Começando em casa em 1291 ou 1292, Polo foi forçado a passar cinco meses em "Java, o Menos" - Sumatra - esperando que os ventos de monção mudassem para que ele e seus companheiros pudessem navegar para o noroeste, rumo ao Ceilão e à índia. Polo relatou, com precisão, que os canibais residiam em Sumatra e, com menor precisão, que a ilha abrigava algumas feras estranhas, incluindo enormes unicórnios, em tamanho "nada menos que um elefante".
"Eu lhe digo muito sinceramente", prosseguiu Polo sobre Sumatra, "que há homens que têm caudas mais do que uma palma no tamanho". E numa ilha que ele chamava de Angaman - provavelmente referindo-se às Ilhas Andaman na Baía de Bengala - "todos os homens ... têm a coroa da cabeça como um cachorro e dentes e olhos como cães". Contos de estranhas criaturas abundavam também na Ásia, e Polo (que aparentemente nunca pôs os pés sobre os Andamans) pode ter ouvido falar deles de marinheiros. Também é possível que ele - ou Rustichello - simplesmente tenha se dedicado ao elaborado bestiário mítico da Idade Média européia. (Ou talvez, como John Larner argumenta em Marco Polo e na Descoberta do Mundo, Polo estivesse simplesmente descrevendo os ilhéus metaforicamente).

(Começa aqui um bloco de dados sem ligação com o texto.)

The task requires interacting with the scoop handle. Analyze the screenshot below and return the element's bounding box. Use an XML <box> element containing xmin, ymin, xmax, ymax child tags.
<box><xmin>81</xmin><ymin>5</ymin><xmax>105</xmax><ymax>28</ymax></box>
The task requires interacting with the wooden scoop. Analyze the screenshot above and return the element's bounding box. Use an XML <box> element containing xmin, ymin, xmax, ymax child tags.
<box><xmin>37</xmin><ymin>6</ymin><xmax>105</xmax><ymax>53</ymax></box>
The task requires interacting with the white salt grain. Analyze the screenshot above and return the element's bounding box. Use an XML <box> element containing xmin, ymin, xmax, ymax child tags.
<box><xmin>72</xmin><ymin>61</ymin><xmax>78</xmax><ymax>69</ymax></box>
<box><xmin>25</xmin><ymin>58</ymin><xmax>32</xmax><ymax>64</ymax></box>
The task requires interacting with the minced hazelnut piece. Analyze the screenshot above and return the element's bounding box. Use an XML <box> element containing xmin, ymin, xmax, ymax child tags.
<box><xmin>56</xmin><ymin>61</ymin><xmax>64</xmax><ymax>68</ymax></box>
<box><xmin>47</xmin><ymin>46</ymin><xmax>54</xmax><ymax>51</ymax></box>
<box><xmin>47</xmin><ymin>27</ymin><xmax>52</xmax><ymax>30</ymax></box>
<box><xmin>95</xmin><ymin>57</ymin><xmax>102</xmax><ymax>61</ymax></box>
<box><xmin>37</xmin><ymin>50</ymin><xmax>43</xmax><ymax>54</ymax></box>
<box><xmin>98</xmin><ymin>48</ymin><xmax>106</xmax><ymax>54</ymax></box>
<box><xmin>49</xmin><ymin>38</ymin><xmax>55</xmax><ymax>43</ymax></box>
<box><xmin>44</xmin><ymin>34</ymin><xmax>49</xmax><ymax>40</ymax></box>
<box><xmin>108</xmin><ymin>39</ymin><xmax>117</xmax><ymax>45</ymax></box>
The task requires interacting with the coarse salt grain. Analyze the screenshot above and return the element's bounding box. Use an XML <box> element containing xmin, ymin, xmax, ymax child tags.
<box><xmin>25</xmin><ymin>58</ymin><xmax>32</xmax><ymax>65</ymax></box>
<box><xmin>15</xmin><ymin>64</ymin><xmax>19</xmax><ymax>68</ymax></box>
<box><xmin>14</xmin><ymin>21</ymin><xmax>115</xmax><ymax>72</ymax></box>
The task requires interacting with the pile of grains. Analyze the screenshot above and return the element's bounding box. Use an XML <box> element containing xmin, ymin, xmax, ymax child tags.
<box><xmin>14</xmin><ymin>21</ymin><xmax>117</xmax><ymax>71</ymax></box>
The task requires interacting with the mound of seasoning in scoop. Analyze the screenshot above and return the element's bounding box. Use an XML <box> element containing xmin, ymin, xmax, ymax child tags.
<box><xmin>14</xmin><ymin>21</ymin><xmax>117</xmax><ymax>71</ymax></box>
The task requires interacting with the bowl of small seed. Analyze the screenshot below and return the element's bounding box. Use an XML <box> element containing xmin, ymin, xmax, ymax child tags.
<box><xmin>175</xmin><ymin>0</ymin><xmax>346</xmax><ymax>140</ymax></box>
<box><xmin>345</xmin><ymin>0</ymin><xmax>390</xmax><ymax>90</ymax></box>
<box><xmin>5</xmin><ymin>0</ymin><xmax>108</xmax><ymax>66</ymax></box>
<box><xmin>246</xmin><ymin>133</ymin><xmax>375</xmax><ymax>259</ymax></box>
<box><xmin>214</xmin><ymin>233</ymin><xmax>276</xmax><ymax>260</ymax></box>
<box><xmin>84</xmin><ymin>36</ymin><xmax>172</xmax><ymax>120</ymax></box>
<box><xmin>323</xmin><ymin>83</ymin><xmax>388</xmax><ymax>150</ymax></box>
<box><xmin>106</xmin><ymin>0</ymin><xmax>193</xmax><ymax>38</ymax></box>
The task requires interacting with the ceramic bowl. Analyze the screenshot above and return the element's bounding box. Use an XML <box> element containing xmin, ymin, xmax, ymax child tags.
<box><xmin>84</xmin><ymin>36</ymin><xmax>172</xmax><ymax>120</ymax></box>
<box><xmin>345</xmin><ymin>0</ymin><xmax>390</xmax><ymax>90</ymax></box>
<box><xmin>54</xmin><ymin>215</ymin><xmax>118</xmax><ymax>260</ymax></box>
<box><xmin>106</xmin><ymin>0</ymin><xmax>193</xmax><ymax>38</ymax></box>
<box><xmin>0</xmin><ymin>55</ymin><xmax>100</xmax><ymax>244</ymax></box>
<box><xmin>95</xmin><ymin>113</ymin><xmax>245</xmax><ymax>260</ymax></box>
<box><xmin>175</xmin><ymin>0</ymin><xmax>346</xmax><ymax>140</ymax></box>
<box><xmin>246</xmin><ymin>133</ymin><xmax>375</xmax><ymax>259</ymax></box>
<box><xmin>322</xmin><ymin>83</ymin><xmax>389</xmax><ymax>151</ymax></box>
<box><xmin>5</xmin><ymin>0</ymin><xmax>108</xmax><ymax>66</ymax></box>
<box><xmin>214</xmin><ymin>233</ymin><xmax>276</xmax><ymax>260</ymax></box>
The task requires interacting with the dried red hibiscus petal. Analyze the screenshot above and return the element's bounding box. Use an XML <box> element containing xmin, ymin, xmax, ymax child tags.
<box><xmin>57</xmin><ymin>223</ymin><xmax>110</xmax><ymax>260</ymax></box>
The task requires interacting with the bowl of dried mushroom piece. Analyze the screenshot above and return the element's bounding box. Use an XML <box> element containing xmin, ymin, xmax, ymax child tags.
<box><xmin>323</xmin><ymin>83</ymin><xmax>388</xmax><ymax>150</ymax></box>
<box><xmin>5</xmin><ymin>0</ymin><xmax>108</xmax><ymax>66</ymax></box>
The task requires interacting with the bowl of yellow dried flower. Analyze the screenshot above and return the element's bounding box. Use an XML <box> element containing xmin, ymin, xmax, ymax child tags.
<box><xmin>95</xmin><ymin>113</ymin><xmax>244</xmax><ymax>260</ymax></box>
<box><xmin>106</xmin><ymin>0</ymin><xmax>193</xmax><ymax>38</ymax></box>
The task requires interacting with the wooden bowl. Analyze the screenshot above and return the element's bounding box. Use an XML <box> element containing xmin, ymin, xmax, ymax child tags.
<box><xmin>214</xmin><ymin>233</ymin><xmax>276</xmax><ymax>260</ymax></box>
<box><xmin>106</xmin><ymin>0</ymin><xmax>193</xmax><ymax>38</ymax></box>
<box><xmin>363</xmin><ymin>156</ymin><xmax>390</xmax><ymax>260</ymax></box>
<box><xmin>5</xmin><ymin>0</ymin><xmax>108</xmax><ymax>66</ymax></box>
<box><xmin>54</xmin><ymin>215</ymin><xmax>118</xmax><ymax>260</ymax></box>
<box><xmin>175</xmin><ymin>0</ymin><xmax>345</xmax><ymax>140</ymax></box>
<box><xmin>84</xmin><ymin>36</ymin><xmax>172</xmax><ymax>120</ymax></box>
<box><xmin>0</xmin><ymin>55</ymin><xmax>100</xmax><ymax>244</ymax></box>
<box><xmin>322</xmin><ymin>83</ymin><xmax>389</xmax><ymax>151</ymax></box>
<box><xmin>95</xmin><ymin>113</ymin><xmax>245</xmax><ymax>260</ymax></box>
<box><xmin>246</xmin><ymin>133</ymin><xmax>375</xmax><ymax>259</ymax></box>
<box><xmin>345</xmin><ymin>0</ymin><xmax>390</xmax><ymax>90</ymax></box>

Mesmo apresentando esses relatórios selvagens, Polo catalogou metodicamente uma cornucópia do sul da Ásia, sobre a qual a Europa não sabia quase nada: a noz-moscada e as raízes aromáticas de Java, a cânfora e coco de Sumatra, as pérolas, diamantes e pimenta da índia, marfim vários lugares - esses e muitos outros bens, todos atormentando os mercadores europeus, misturavam-se com os animais e as fantasias. É como se o mundo, como os europeus o viam, fosse uma mistura de real e irreal.
Alguns leitores tomaram conhecimento de coisas "que são consideradas de todo credibilidade", como registrou um frade dominicano. Quando Polo estava morrendo, em 1324, amigos o instigaram a remover "tudo o que fosse além dos fatos", presumivelmente para purificar sua alma.
Polo se recusou, dizendo que ele não havia escrito metade do que viu. Ele poderia ter acrescentado: "E apenas metade do que Rustichello e eu inventamos".
Mike Edwards cobriu 6.000 milhas nos passos de Marco Polo.